Zhang Ji, Qian Hong-Gang, Leng Jia-Hua, Cui Ming, Qiu Hui, Zhou Guo-Quan, Wu Jian-Hui, Yang Yong, Hao Chun-Yi
Key laboratory of Carcinogenesis and Translational Research (Ministry of Education), Department of Hepato-pancreato-biliary Surgery, Peking University School of Oncology, Beijing Cancer Hospital & Institute, #52, Fu-Cheng-Lu Street, 100036, Beijing, China.
J Gastrointest Surg. 2009 Aug;13(8):1524-8. doi: 10.1007/s11605-008-0777-3. Epub 2008 Dec 11.
The feasibility and safety of pancreaticoduodenectomy (PD) combined with long segmental mesentericoportal vein (MPV; >5 cm) resection and end-to-end anastomosis without graft has rarely been demonstrated.
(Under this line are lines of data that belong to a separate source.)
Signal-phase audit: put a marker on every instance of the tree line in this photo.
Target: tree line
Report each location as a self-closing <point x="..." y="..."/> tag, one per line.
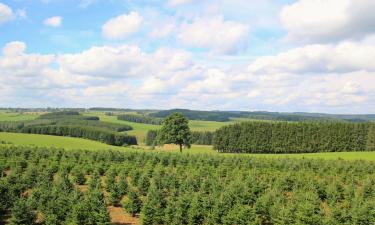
<point x="92" y="133"/>
<point x="196" y="138"/>
<point x="140" y="119"/>
<point x="296" y="137"/>
<point x="167" y="188"/>
<point x="74" y="125"/>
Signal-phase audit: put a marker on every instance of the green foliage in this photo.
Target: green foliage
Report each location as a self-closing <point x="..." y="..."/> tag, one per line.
<point x="187" y="188"/>
<point x="370" y="145"/>
<point x="152" y="210"/>
<point x="151" y="138"/>
<point x="22" y="213"/>
<point x="140" y="119"/>
<point x="175" y="130"/>
<point x="133" y="203"/>
<point x="299" y="137"/>
<point x="73" y="124"/>
<point x="201" y="137"/>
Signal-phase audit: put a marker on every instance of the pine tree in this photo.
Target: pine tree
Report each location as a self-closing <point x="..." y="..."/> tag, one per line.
<point x="22" y="213"/>
<point x="133" y="203"/>
<point x="370" y="143"/>
<point x="143" y="184"/>
<point x="152" y="210"/>
<point x="115" y="196"/>
<point x="123" y="185"/>
<point x="97" y="208"/>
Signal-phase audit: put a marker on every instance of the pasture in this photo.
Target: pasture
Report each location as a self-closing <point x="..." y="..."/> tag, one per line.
<point x="78" y="143"/>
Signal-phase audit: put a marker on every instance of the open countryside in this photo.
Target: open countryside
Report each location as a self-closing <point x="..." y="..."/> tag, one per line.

Eight patients with pancreatic head adenocarcinoma underwent PD combined with long MPV resection between August 2006 and May 2008 in Peking University School of Oncology.
By liver mobilization and Cattell-Braasch maneuver, direct and tension-free end-to-end anastomosis was easily performed even when the resected segment of the MPV was longer than 5 cm. All the eight patients experienced uneventful recovery without severe complications.
PD with long MPV resection and direct end-to-end anastomoses is safe and effective.
胰十二指肠切除术(PD)联合长节段肠系膜门静脉(MPV;>5cm)切除及无移植的端端吻合术的可行性和安全性鲜有报道。
2006年8月至2008年5月期间,北京大学肿瘤医院有8例胰头腺癌患者接受了PD联合长节段MPV切除术。
通过肝脏游离和卡特-布腊施手术,即使切除的MPV段长度超过5cm,也能轻松进行直接且无张力的端端吻合。所有8例患者均顺利康复,无严重并发症。
PD联合长节段MPV切除及直接端端吻合术安全有效。